Indonesia’s defence outlook: Rocky road to renewal

| Evan A. Laksmana | Jakarta, 5 December 2009 |

The Indonesian Department of Defence (DoD) recently issued a series of proposals that it hopes could be implemented in the next few months: Raise the defence budget and troop salaries, restructure existing debt, improve defence management and planning practices, revitalise local defence industries, integrate maritime security authority, continue military modernisation, and further secure border areas.

It also promises to complete the ongoing transfer and management of the 3.3 trillion rupiah ($484 million) worth of military-owned assets and business units, and will propose 22 Bills in Parliament in the next four years. The DoD’s plans reveal several key trends.

First, the process of defence legislation remains fuzzy and uncoordinated.

The fact that the DoD was surprised that its priority Bills for next year – the Bills on State Secrecy, National Security, National Reserve, and Military Tribunal – were postponed for 2011 or after, illustrates the lack of coordination between Parliament and the DoD headquarters.

The large number of the DoD’s proposed Bills – 22 out of a total of 247 to be deliberated under the current House term – also highlights an ongoing habit of solving policy issues by legislating them.

Yet, many problems on the ground actually relate to the implementation of existing laws and the lack of institutional reforms, not the lack of legal bases for action.

Also, the overarching scope of the defence legislation process – from national security to defence industrial development – also highlights the lack of inter-agency effectiveness among security and defence-related institutions. Without a “hub” to reign in the policy process, these problems seem set to continue.

Second, the DoD seems to be gradually shifting its focus from “military reform” to “defence transformation”. This can be seen in the 800 billion rupiah defence industry development plans and the ongoing military modernisation.

The government also intends to outline new road maps and issue technical guidelines and regulations to ensure the DoD’s sustained commitment in boosting local defence industries while supporting the military’s Minimum Essential Force concept.

The shift may have come partly from the belief within the DoD that the “reform” agenda of getting the military out of politics and business is nearly complete. It may also be due to concerns over the military’s decaying state of operational readiness while its neighbours are boosting their power projection capabilities.

Though certainly praiseworthy, such focus could risk overlooking more basic issues of manpower policies (such as recruitment and promotions) and military education and training.

Third, issues of maritime security and border management seem to take centre stage, hence the focus on integrating the overlapping maritime authorities under a single command. This could mean empowering the existing Coordinating Agency for Maritime Security, or perhaps creating a new Coast Guard.

Simultaneously, the ongoing trend of revamping naval power is set to continue. While planning to dispose ageing ships, the Navy is reportedly planning to buy an extra 96 patrol boats while upgrading its integrated naval warfare system.

The state-owned ship manufacturing company PT PAL has also secured a multi-million dollar DoD contract until 2014 for new defence hardware, such as new submarines and landing platform docks.
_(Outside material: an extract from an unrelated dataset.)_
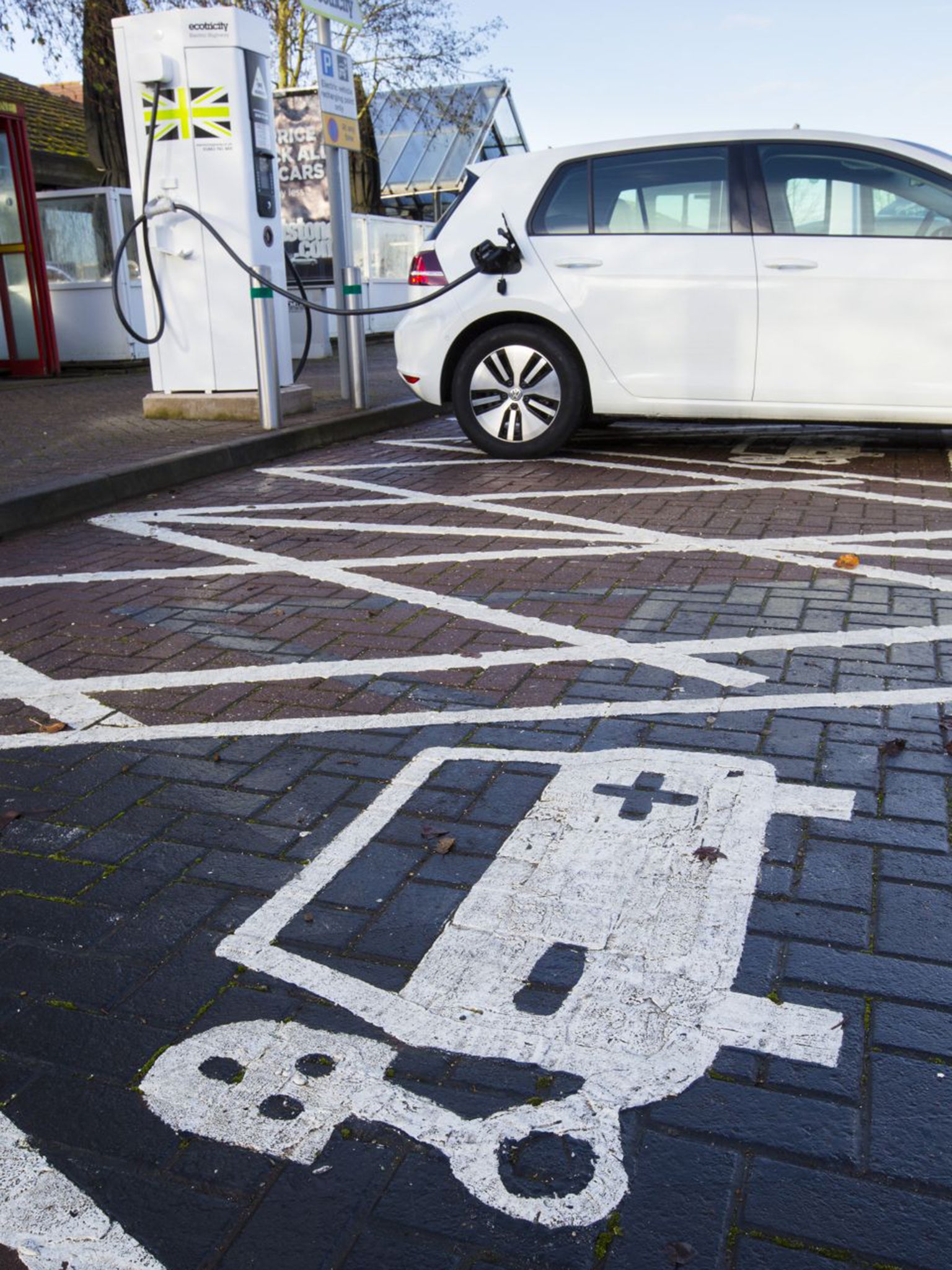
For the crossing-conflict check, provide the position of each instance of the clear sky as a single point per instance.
(602, 69)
In terms of border management, the DoD plans to boost local development projects in areas near the Malaysian border on East Kalimantan, as well as expanding the local territorial command structure along with adding new border outposts.
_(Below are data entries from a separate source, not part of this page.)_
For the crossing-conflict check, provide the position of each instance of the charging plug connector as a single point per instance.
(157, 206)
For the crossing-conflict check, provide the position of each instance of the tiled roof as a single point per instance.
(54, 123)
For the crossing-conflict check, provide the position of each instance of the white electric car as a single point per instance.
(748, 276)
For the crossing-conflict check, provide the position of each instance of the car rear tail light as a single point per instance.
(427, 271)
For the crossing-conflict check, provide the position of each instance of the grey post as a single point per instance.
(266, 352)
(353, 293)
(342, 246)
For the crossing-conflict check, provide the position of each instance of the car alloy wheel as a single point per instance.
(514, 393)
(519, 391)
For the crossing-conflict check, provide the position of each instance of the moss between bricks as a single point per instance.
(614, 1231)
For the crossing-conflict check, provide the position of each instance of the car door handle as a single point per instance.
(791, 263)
Finally, although the defence budget next year has been raised by some US$700 million ($968 million) to more than US$4.2 billion, deficiencies in defence management practices continues to hamper any effort to optimise scarce defence resources. For example, inconsistencies in defence procurement and planning have created problems for many of the DoD’s weapons suppliers.

The DoD’s preference for export credits as a payment scheme has also led to higher interest rates. Little wonder then that around 65 per cent of the defence budget in the last five years is still spent on routine expenditure, not defence procurement and research and development.

All in all, Indonesia’s defence outlook for the next few years suggest that while on paper it is geared towards renewal, in practice, there are many underlying challenges in translating those ideas into action.

The writer is a researcher at the Centre for Strategic and International Studies, Jakarta.